Thanks to Instapundit for linking an anti-Obama epic rant by progressive political science professor David Michael Green — apparently, it smarts something fierce when the Kool-Aid wears off (boldfacing mine):
Like any good progressive, I’ve gone from admiration to hope to disappointment to anger when it comes to this president. Now I’m fast getting to rage.
How much rage? I find myself thinking that the thing I want most from the 2010 elections is for his party to get absolutely clobbered, even if that means a repeat of 1994. And that what I most want from 2012 is for him to be utterly humiliated, even if that means President Palin at the helm. That much rage.
Amazingly, it appears that Prof. Green has looked into what the healthcare reform bills passed by the House and Senate actually would do, as opposed to believing what Obama/Pelosi/Reid claim they will do — I could be wrong, but I get the feeling he no likee:
But here’s a little riddle that any sixth-grader can easily figure out, although it seems to have eluded the brain trust at the White House: If [health] insurance companies are winning big-time [in the proposed healthcare reform bills], then who is doing the losing? Something tells me that if Democrats are dumb enough to pass their own legislation, voters will provide them the answer to that puzzle in November of 2010, and then again two years later. What could be stupider than saddling thirty-five million Americans with a new monthly bill that will probably represent the second or third biggest item in their budget, in exchange for crappy private sector health insurance that is unlikely to pay out when needed, and wastes a third of the dollars paid in premiums on bureaucracy and profits anyhow? Slapping big fines on them if they don’t pony up for the insurance, perhaps? Yep, that’s in there too.

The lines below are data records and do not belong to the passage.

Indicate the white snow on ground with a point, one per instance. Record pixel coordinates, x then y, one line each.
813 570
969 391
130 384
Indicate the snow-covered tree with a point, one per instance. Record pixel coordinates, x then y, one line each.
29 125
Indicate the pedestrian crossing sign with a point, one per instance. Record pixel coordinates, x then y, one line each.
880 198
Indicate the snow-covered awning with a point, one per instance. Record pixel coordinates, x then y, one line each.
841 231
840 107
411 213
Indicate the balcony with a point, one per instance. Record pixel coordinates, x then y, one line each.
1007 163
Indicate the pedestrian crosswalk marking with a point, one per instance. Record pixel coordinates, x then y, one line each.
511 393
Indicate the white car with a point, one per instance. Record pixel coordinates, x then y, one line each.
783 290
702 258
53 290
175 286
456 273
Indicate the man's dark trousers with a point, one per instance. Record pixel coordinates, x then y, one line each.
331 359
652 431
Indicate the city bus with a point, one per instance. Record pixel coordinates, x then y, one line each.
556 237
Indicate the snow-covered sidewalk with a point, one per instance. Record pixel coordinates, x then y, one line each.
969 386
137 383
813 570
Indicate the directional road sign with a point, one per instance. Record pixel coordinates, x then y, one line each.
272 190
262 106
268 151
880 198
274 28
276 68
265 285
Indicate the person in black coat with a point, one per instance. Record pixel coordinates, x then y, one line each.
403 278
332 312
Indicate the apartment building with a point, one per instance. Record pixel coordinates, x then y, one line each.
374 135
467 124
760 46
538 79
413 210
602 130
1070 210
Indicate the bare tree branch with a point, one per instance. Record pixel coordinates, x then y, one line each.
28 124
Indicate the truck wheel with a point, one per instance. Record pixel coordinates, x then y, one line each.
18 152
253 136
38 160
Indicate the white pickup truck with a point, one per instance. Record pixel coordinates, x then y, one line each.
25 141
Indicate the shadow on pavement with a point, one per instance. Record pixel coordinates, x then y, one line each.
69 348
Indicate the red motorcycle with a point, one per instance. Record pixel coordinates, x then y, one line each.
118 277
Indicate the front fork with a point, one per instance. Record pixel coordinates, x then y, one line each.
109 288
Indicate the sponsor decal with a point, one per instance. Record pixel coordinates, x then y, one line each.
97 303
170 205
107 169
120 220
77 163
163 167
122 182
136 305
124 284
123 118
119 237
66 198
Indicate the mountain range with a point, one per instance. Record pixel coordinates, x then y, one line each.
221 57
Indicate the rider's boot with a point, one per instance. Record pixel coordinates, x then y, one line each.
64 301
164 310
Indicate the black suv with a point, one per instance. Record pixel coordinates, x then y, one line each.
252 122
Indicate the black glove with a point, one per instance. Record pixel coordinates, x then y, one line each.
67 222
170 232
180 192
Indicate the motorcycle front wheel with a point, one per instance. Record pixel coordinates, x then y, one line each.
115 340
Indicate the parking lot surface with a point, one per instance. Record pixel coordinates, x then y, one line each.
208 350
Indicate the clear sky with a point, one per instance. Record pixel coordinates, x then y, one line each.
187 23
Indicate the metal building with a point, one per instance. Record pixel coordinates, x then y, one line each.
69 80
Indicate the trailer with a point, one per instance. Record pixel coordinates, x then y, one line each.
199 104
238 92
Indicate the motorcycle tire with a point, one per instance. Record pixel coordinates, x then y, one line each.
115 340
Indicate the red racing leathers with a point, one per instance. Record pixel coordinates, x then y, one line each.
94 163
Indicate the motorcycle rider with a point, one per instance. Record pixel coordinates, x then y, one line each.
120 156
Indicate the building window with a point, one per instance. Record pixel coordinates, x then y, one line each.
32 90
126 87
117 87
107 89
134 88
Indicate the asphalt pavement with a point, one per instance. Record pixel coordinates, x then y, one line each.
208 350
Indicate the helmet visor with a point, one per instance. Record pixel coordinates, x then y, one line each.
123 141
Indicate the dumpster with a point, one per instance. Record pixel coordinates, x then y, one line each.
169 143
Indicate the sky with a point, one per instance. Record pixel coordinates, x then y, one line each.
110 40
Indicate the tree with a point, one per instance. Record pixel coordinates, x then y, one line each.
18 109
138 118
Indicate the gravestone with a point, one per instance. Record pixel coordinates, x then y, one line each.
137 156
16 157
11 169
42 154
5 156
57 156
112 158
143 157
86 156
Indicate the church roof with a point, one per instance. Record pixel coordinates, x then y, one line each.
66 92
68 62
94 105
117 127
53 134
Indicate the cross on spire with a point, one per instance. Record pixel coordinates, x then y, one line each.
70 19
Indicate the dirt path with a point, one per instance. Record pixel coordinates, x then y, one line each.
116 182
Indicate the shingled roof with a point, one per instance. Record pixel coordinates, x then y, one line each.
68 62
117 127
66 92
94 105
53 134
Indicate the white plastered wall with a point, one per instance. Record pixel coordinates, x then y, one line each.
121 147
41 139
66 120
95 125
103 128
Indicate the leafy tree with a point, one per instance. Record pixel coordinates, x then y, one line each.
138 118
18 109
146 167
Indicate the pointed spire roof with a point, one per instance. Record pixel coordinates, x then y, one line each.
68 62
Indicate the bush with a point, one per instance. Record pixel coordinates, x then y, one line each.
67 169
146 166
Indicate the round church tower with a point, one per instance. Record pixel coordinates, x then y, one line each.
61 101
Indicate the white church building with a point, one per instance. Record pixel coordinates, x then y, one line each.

This bill alone could mobilize legions of people to go to the polls and vote for whichever party didn’t do it, and I’m pretty sure the GOP won’t be shy about reminding Americans who that is. I mean, if Democrats were searching for legislation less likely to win them votes, why didn’t they just bring back slavery or the debtor’s prison? Why not come out for pedophilia? It would have been so much more efficient.
I’m going to leave the pedophilia remark alone since I’ve done my best to ignore the Kevin Jennings controversy. But I am delighted that progressives/liberals are finally getting a grip on what the actual healthcare reform legislation would do to them individually and collectively, rather than relying on their politicians and news media to tell them. (When Harry Reid was announcing the Senate votes last week and describing all the good things the healthcare reform bill would do — none of which were true — I had the thought that either Reid is a very good liar OR he is just repeating what he’s been told about the bill and actually believes what he is saying.)
Prof. Green works in a swipe at Republicans, calling them sociopaths, so he is at least aware that there is a syndrome where a person makes promises he does not intend to keep in order to get people to hand over their money and power. The fact that he can’t match it to Obama’s behavior after such a lengthy rant denouncing him reveals how very hard it is to give up on someone for whom you ignored a continent of red flags in the hope that the promises he made to you would be the ones he would choose to keep.